This question over on Worldbuilding reminded me that I've once read a story that was exactly about a war between Kardashev III civilizations from the perspective of puny Earthlings.
It kicked off with an American electronics shop being offered a contract, by mail, to manufacture gadgets to spec. Payment was in-kind, in the form of mundane electronic components (resistors, capacitors, that sort of thing) which were impossibly high-quality. The gadgets didn't do anything that made sense, and they were to be delivered to a bizarre location (possibly a deserted Pacific island?) so the protagonist got curious and followed a delivery, which was picked up by a flying saucer. The aliens then noticed him poking around and abducted him and his love interest. They were very polite and patient, and explained that there's a war between them and their ancestral enemies, conducted at the scale of entire galaxies. They were hoping to gain a bit of an edge in production capacity by farming out tasks to primitive civilizations that could just barely handle them. Unfortunately, they are losing, and this means that the Earth is probably going to be destroyed. The protagonist saves the Earth with a brilliant strategic insight of some sort, which the aliens were too hidebound to think of.

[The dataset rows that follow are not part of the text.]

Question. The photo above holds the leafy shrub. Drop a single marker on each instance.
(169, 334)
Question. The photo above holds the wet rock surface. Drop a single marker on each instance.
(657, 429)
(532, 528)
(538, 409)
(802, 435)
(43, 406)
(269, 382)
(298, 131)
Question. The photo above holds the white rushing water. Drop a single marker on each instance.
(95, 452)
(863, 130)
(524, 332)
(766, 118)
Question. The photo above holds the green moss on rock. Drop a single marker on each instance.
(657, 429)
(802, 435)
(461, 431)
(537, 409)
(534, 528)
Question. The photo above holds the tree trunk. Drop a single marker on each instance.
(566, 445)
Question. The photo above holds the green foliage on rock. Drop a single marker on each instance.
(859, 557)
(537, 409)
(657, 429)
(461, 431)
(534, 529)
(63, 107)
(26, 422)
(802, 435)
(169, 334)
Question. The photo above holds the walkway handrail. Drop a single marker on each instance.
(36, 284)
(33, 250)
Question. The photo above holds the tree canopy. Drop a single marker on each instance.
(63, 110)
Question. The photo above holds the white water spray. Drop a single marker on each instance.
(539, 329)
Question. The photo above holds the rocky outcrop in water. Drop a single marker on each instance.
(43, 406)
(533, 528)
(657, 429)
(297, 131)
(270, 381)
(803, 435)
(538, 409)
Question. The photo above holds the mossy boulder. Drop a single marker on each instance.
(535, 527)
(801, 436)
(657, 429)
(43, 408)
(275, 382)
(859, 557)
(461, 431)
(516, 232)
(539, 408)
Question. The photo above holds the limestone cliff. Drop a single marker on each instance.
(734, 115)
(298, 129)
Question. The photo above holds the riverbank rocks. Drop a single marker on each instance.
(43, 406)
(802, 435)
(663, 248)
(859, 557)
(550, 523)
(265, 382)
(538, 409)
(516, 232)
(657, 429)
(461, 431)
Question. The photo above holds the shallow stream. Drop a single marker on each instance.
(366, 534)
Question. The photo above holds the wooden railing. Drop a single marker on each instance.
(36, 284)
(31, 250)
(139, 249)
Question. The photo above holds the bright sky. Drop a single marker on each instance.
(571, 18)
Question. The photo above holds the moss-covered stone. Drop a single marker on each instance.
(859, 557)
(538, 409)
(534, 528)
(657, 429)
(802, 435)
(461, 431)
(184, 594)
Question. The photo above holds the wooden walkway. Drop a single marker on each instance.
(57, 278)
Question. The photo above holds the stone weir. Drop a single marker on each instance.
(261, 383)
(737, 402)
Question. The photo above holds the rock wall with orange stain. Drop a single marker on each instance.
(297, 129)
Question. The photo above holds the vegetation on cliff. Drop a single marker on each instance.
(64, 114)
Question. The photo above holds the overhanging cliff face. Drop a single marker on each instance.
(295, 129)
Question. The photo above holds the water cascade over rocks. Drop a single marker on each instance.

I read this in an anthology published in the late 1980s or early 1990s, but I am pretty sure it was written in the 50s or 60s; it was definitely set within 25 years of 1950. It was at least novella-length. I can't remember the title of either the story or the anthology, or the author's name, or the name of any of the characters. I think the two K3 civilizations at war were called "Llana" and "Guerra" or something like that.